As an artist, Brown, who choreographed the recent Tony Award-winning Broadway revival of Once on This Island and performances of Jesus Christ Superstar, has won awards that range from a Jacob’s Pillow Dance Award to a Guggenheim Fellowship and Doris Duke Artist Award. Her TED talk, A Visual History of Social Dance in 25 Moves, was chosen among 2016 TED notable talks. As she explores the complexity of carving out a positive identity, she gets up close and personal with race, culture, and gender.

A single, evening-length work, BLACK GIRL: Linguistic Play (2015), will be performed tonight and tomorrow at the Winspear. The piece, which earned a Bessie Award in 2016, holds a mirror up to culture and to ourselves. Who are we? Who do we fashion ourselves to be? In what ways does that fashioning happen? It asks these questions from and through a modern black female perspective.
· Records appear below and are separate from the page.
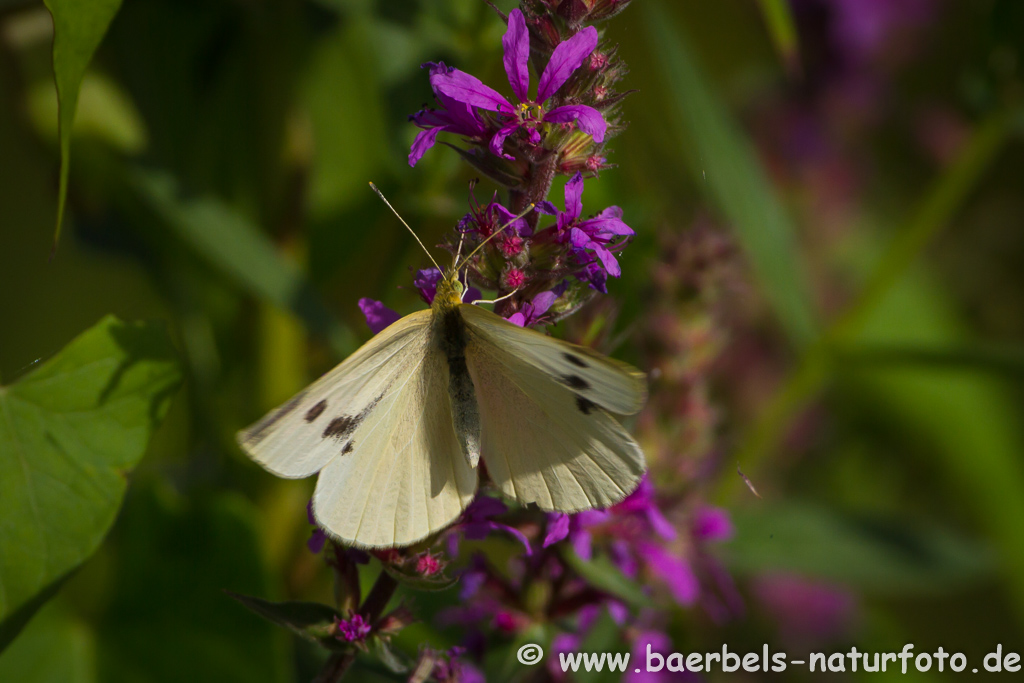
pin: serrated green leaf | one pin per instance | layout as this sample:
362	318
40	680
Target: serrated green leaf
601	573
226	240
724	163
70	431
78	29
884	556
54	647
781	28
169	620
440	582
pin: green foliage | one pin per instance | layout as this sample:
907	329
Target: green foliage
78	29
872	554
71	432
723	163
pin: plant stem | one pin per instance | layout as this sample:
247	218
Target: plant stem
379	596
933	213
336	667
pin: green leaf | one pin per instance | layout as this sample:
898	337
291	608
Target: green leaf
78	29
724	163
312	621
226	240
70	431
169	620
602	574
782	30
55	647
878	555
439	582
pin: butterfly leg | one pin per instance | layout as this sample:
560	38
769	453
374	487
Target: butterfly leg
507	296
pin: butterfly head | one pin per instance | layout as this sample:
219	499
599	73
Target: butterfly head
450	291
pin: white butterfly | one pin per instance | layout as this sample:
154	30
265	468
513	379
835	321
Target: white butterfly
397	430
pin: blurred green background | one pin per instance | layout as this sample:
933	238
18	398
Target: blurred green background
863	158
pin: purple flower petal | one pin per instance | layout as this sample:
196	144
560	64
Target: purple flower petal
378	315
543	301
573	197
675	571
605	226
547	208
470	90
516	44
712	524
426	281
558	527
565	59
589	119
498	141
424	140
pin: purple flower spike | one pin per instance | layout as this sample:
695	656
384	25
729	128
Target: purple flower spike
460	92
378	315
352	630
532	312
452	116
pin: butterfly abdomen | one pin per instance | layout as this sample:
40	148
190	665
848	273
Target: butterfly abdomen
451	334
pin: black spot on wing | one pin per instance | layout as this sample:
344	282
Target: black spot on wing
574	359
315	411
585	406
258	430
576	382
344	425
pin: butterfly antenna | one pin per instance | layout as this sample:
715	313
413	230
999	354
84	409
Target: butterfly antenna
384	199
494	235
458	253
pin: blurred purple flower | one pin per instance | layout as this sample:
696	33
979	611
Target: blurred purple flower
638	534
353	629
317	538
378	315
595	233
712	524
807	612
529	114
476	523
532	312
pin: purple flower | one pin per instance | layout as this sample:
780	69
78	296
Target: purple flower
353	629
378	315
453	117
595	235
531	313
528	115
476	523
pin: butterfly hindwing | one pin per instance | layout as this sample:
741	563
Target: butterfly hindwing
545	440
614	386
379	429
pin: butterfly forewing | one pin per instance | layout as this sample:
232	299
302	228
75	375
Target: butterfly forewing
406	476
545	440
613	385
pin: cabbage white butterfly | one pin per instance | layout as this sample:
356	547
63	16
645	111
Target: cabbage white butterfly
397	430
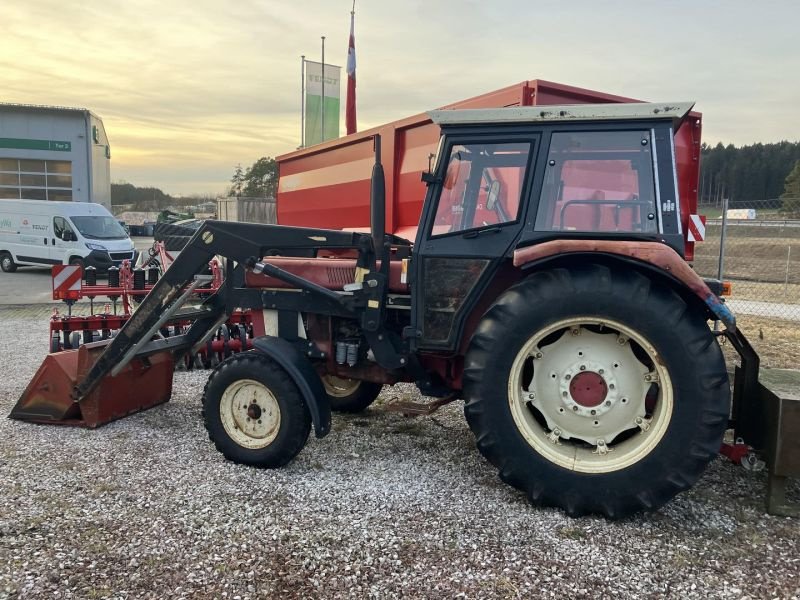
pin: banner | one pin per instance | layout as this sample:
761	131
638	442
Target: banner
316	112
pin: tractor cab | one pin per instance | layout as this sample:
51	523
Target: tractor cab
506	179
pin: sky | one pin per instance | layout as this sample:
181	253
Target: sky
188	90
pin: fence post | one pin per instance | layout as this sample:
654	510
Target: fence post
721	264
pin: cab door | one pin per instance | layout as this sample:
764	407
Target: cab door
473	214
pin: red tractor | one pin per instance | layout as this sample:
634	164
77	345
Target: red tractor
546	286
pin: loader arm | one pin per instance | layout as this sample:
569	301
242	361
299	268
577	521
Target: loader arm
236	242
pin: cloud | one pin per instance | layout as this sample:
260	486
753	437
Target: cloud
188	90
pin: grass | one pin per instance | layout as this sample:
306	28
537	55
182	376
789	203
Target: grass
776	341
762	258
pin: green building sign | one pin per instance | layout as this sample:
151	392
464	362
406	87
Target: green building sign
49	145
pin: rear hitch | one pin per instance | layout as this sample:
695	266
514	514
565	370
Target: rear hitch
767	418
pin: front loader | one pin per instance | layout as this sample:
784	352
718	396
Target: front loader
546	287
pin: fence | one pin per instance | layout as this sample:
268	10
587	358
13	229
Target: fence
760	256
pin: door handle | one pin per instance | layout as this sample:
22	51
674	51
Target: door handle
477	232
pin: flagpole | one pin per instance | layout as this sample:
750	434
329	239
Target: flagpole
302	100
350	106
322	103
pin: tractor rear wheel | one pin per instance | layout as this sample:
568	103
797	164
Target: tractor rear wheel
596	390
350	395
254	412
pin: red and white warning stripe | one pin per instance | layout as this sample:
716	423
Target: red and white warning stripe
66	282
697	228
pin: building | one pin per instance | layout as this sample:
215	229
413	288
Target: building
53	153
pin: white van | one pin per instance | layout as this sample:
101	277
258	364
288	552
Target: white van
41	233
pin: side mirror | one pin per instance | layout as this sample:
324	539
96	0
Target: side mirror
494	192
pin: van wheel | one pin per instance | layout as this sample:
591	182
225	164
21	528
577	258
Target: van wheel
7	263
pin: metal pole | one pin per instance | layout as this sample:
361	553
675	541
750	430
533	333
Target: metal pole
786	278
322	103
721	265
302	100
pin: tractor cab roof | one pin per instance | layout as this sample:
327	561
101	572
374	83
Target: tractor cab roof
635	111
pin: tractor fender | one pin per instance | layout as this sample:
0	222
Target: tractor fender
304	376
655	255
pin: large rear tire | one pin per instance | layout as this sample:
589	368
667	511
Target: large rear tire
596	390
254	412
350	395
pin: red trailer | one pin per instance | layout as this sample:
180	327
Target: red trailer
327	185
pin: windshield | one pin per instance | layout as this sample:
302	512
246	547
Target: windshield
99	228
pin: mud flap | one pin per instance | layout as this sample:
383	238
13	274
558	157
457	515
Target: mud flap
50	396
304	376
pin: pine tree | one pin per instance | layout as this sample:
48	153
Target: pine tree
791	192
237	181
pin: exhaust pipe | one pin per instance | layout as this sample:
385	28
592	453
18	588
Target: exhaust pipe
377	203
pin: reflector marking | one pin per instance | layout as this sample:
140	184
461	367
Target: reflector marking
697	228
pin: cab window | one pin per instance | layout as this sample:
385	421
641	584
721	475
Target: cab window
482	186
60	225
599	181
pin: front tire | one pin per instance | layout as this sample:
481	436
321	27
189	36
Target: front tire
254	413
596	390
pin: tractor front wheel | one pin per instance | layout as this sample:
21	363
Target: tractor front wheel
596	390
254	412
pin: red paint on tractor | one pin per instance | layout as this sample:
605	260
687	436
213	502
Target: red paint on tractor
142	384
657	254
588	389
327	185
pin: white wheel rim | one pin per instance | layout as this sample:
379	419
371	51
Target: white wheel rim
340	387
250	414
591	391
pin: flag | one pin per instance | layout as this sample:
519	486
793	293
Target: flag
350	110
317	104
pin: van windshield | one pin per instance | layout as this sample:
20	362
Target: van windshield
99	228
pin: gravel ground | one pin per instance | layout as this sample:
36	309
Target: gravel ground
383	507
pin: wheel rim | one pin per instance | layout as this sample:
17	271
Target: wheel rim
340	387
590	395
250	414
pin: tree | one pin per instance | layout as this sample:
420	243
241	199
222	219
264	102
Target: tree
237	181
261	178
142	198
791	192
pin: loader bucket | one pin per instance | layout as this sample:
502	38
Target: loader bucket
49	397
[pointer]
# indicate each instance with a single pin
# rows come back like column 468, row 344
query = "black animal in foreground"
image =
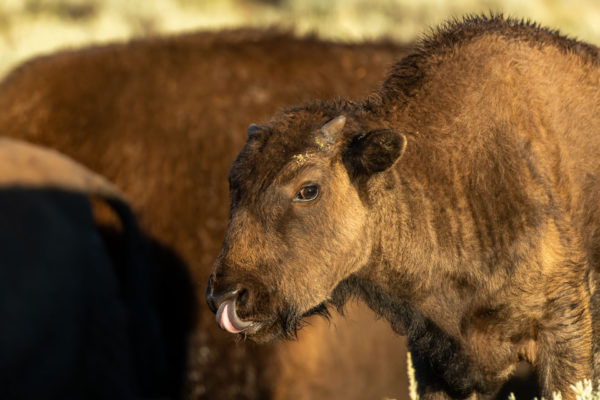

An eclectic magpie of a choreographer, Brown reaches for movement inflected with hip hop, African dance, ballet, modern dance, and tap, unafraid of hybrids and interested in the sensitive layerings they create, layerings that speak to the history of dance as a socially constructed and inherited medium, just as identity is.

In BLACK GIRL: Linguistic Play, Brown mines specific sources, the school-yard games, and games played with jump ropes in backyards and parks—Double Dutch, Red Rover—to help articulate the search to capture something innocent, lost, undervalued, overlooked: “Black girls as just that, girls,” she writes.

The dancers, that include Brown herself, most notably in a duet that opens piece, move to a bold sonic weave of original music and body percussion. Clapping and stomping on a multi-level stage with platforms, they state their place through patterned and idiosyncratic expression, wearing plaid skirts that sometimes brush against a set-piece chalkboard that’s a riot of drawn shapes.

The question: “What are the dimensions of Black girl joy that cannot be boxed into a smile or a grimace, but demonstrated in a head tilt, lip smack, hand gesture, and more?” Brown asks in the program notes that accompany the piece. “As we mature, Black girls still play.”

Brown talks of sisterhood. “This work is a gift to myself and Black girls everywhere,” she writes. But the work is also a mirror for anyone. We all play. We all have games. And narratives to which we belong. Brown raises questions that she attempts to answer through dance. And through attitude and embodiment. Answers, I suspect, that must be felt and witnessed.